Maintenant que l'ACT a été purgée, le syndicat des producteurs partiellement rénové, l'association des réalisateurs fondée, le syndicat des techniciens dynamisé, il y a lieu de se poser la question de l'apport de ces structures anciennes et nouvelles à une cinématographie nationale groggy par des années de luttes intestines. Au lendemain de la Révolution, démocrates, opportunistes, légitimistes, maximalistes et fumistes se sont livrés à des batailles pour le pouvoir, incontestablement légitimes au regard d'un état de liberté recouvrée mais d'une violence telle que les fractures qu'elles auront provoquées ne vont pas se résorber de sitôt. Les remous suscités par les résultats de la dernière commission d'aide à la production, les premières fissures dans les bureaux « légitimes » des associations nouvellement créées et surtout l'immobilisme de certaines structures dépourvues de programmes et de projets ont de quoi inquiéter. Le même scénario de la désunion et des coquilles vides semble se reproduire à l'identique, mais à une échelle plus large à la faveur de la multiplication des acteurs.

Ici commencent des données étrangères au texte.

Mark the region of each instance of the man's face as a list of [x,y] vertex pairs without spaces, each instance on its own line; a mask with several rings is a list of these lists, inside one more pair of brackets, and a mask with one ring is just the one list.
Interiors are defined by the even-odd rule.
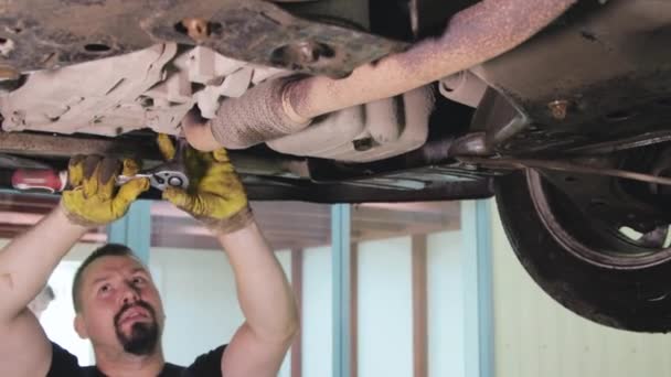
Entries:
[[[94,346],[134,355],[157,349],[164,315],[149,272],[131,257],[103,257],[84,271],[78,314]],[[82,332],[79,332],[82,333]]]

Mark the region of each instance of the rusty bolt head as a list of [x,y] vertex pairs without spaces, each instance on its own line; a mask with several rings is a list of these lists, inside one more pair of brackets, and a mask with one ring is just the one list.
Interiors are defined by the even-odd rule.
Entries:
[[207,21],[203,19],[185,18],[182,20],[182,26],[187,29],[187,34],[196,42],[204,41],[210,36],[210,26]]
[[552,117],[554,119],[563,120],[566,118],[566,114],[568,112],[568,101],[566,99],[557,99],[547,104],[547,108],[550,109]]

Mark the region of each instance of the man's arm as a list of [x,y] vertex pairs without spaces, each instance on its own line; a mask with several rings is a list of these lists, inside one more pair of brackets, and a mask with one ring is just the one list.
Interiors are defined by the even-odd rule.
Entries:
[[298,331],[296,300],[256,223],[219,236],[228,255],[245,323],[222,357],[226,377],[276,376]]
[[[123,174],[139,170],[124,160]],[[73,158],[70,185],[61,204],[24,235],[0,251],[0,376],[44,376],[52,349],[44,331],[26,305],[42,290],[58,261],[94,226],[121,217],[140,193],[147,179],[115,186],[118,161],[99,155]]]
[[51,345],[26,305],[84,233],[57,207],[0,251],[0,376],[49,371]]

L'apaisement relatif que connaît le secteur constitue le moment idéal pour cet embryon de « société civile cinématographique » de se penser en tant que communauté, et d'agir dans des logiques unitaires en dépassant les corporatismes. Espérons !
Loin de ces guéguerres interminables, parfois à la marge de la marge, des cinéastes ont tissé leur toile en nous proposant des œuvres que personne n'attendait. Du côté du documentaire autoproduit, le travail de Rafik Omrani, Ridha Tlili , Abdallah Yahia nous ont gratifié de films dont la puissance en tant que document brut sur la révolution s'est conjuguée à un souci de la forme. Ce dynamisme des marges n'est pas une conséquence du 14 Janvier. Il s'origine dans un mouvement spontané, inorganisé dont le déclencheur a été le désir chez plusieurs jeunes cinéastes de faire des films à tout prix. Ayant fait le deuil des subventions du ministère, des réalisateurs (issus pour leur immense majorité d'écoles tunisiennes de formation) sont passés à l'acte avec à la clef des films qui ont sauvé l'image ternie d'un cinéma établi essoufflé et sans idées. C'est en l'absence de toute structure organisée que des aventuriers ont pu imposer les propositions de cinéma les plus intéressantes de ces dernières années. Logique paradoxale quand on voit le surinvestissement de certains professionnels du cinéma dans des luttes stériles pour le pouvoir dans des structures associatives ou corporatistes.
C'est sur cette distorsion entre une anarchie créatrice et un activisme purement instrumental qu'il incombe de réfléchir afin de projeter le cinéma tunisien dans des lendemains meilleurs.